Last week was quite something in the annals of international politics. Just when the West thought it had enough problems with Moscow, mostly over Ukraine, President Vladimir Putin sent Russian military forces into Syria.
He brazenly told the United Nations, and President Barack Obama, that he was there to help fight Islamic State, or ISIL as the Obama administration refers to it. Then the Russian military launched attacks on moderate opposition forces in Syria that Americans have been working hard to train and equip.
What a mess.
Putin’s real goal in Syria is almost surely not to fight ISIL. His more plausible aim, as reflected in his military’s initial bombing targets, is to bolster President Bashar al-Assad’s shaky regime by attacking insurgent groups close to ISIL strongholds — even if they are relatively moderate and unaffiliated with ISIL or al-Nusra, an al Qaeda offshoot. Putin wants to protect his own proxies, retain Russian access to the naval facility along the Mediterranean coast at Tartus and embarrass the United States while demonstrating Russia’s global reach.

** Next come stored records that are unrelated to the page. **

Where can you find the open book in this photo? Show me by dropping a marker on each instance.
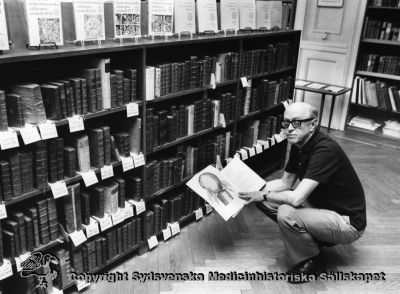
(220, 188)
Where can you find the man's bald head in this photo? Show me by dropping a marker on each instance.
(300, 110)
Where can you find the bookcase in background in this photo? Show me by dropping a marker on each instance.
(265, 61)
(375, 100)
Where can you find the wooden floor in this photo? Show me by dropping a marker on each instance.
(251, 242)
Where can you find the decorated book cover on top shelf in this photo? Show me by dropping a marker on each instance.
(229, 14)
(3, 28)
(127, 18)
(207, 16)
(44, 22)
(185, 16)
(161, 17)
(89, 20)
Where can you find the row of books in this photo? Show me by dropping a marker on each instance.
(170, 78)
(381, 64)
(384, 3)
(170, 211)
(96, 252)
(382, 30)
(376, 94)
(166, 172)
(274, 57)
(264, 94)
(24, 231)
(23, 169)
(136, 18)
(94, 91)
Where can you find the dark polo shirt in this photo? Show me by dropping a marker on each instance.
(321, 159)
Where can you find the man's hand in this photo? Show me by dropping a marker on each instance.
(250, 197)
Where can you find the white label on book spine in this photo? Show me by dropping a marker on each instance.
(76, 123)
(153, 242)
(166, 234)
(138, 159)
(209, 208)
(89, 178)
(252, 152)
(199, 214)
(105, 222)
(139, 205)
(175, 228)
(127, 163)
(29, 134)
(5, 269)
(59, 189)
(128, 210)
(244, 154)
(106, 172)
(132, 109)
(213, 82)
(19, 260)
(118, 217)
(78, 237)
(3, 211)
(3, 28)
(244, 82)
(258, 148)
(92, 229)
(48, 130)
(8, 140)
(222, 120)
(80, 285)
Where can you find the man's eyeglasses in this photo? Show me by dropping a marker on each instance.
(295, 123)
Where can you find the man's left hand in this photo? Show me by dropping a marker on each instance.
(256, 196)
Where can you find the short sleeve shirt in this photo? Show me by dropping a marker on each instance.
(321, 159)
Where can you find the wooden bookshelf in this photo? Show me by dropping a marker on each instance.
(143, 51)
(377, 75)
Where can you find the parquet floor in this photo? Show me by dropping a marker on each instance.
(251, 241)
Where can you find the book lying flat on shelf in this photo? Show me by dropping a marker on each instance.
(127, 18)
(247, 14)
(44, 22)
(185, 16)
(160, 17)
(207, 16)
(89, 20)
(3, 28)
(229, 14)
(220, 188)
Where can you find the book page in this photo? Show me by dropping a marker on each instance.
(89, 20)
(242, 177)
(247, 14)
(185, 16)
(161, 17)
(3, 28)
(218, 191)
(229, 14)
(44, 22)
(207, 16)
(127, 18)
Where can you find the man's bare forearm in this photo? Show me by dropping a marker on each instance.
(277, 185)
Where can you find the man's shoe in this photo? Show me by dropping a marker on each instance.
(304, 272)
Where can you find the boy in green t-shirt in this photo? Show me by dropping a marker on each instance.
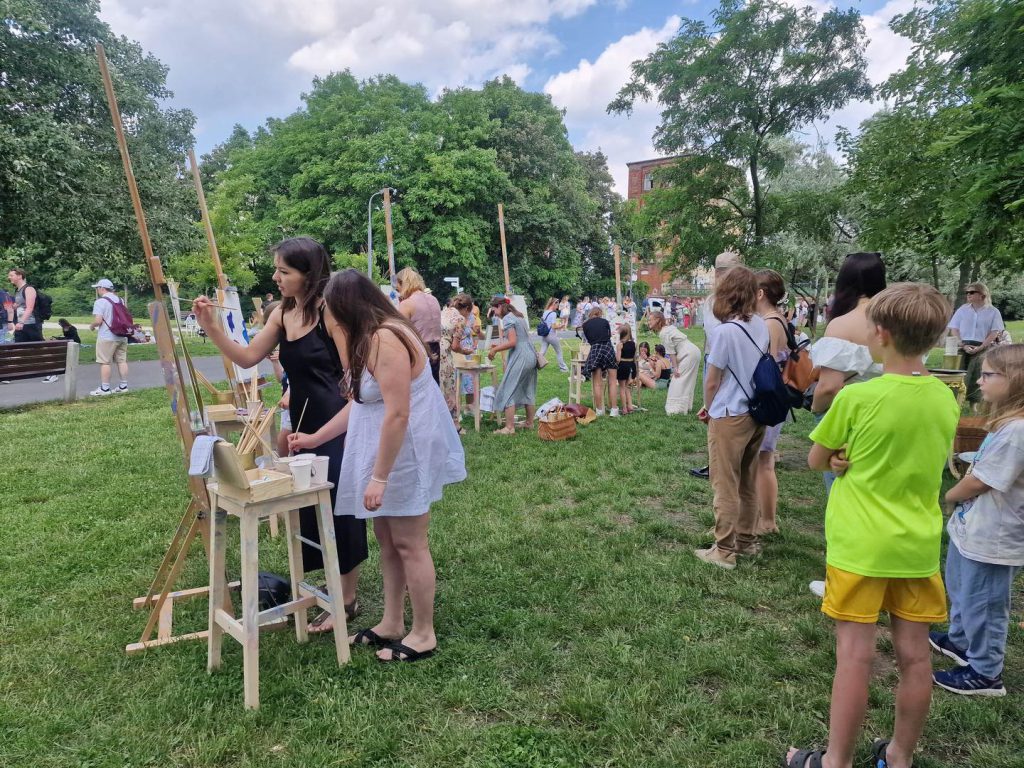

Though Putin is undoubtedly concerned about ISIL, he will likely leave that problem to others. It appears to matter little to him that Assad is responsible for killing most of the 250,000 Syrians who have died in the civil war to date — and caused most of the massive displacement and refugee flows as well. In any event, Putin probably blames American naïveté for the fact that this war has dragged on for four and a half tragic years.
Yet Putin’s cynicism about this conflict may not preclude U.S.-Russian collaboration on a practical path forward. If the international community envisions and then tries to create some type of future weak confederation in Syria, it is at least possible that Russian and U.S. objectives can be partly meshed.
American interests in Syria are limited. Washington needs to defeat ISIL and ultimately unseat Assad from power in Damascus, while mitigating the humanitarian disaster befalling the country as fast as possible.
Russian interests partly overlap. Putin needs ISIL contained before its offshoots wind up in Moscow — as previous Muslim militant groups have in the past. Beyond that, he wants to exercise Russian leverage and influence on the Middle East stage in a way that enhances his own national prestige, as well as his nation’s.
To find common purpose with Russia, Washington should keep in mind the Bosnia model, devised to end the fierce Balkan conflicts in the 1990s. In that 1995 agreement, a weak central government was set up to oversee three largely autonomous zones.
In similar fashion, a future Syria could be a confederation of several sectors: one largely Alawite (Assad’s own sect), spread along the Mediterranean coast; another Kurdish, along the north and northeast corridors near the Turkish border; a third primarily Druse, in the southwest; a fourth largely made up of Sunni Muslims; and then a central zone of intermixed groups in the country’s main population belt from Damascus to Aleppo. The last zone would likely be difficult to stabilize, but the others might not be so tough.
Under such an arrangement, Assad would ultimately have to step down from power in Damascus. As a compromise, however, he could perhaps remain leader of the Alawite sector. A weak central government would replace him. But most of the power, as well as most of the armed forces. would reside within the individual autonomous sectors — and belong to the various regional governments. In this way, ISIL could be targeted collectively by all the sectors.
Once this sort of deal is reached, international peacekeepers would likely be needed to hold it together — as in Bosnia. Russian troops could help with this mission, stationed, for example, along the Alawite region’s borders.
This deal is not, of course, ripe for negotiation. To make it plausible, moderate forces must first be strengthened. The West also needs to greatly expand its training and arming of various opposition forces that do not include ISIL or al-Nusra. Vetting standards might also have to be relaxed in various ways. American and other foreign trainers would need to deploy inside Syria, where the would-be recruits actually live — and must stay, if they are to protect their families.
Meanwhile, regions now accessible to international forces, starting perhaps with the Kurdish and Druse sectors, could begin receiving humanitarian relief on a much expanded scale. Over time, the number of accessible regions would grow, as moderate opposition forces are strengthened.
Though it could take many months, or even years, to achieve the outcome Washington wants, setting out the goals and the strategy now is crucial. Doing so could provide a basis for the West’s working together with — or at least not working against — other key outside players in the conflict, including Russia, as well as Turkey, the Gulf states and Iraq.
The Russian intervention in this war has admittedly made things far more complicated. But if Washington uses this moment to recognize that its current strategy in Syria is failing, it may find a path forward that could offer better cooperation between Moscow and Washington. More important, this could be a path that meshes far more realistically with the realities of power and politics inside this forlorn, war-torn land.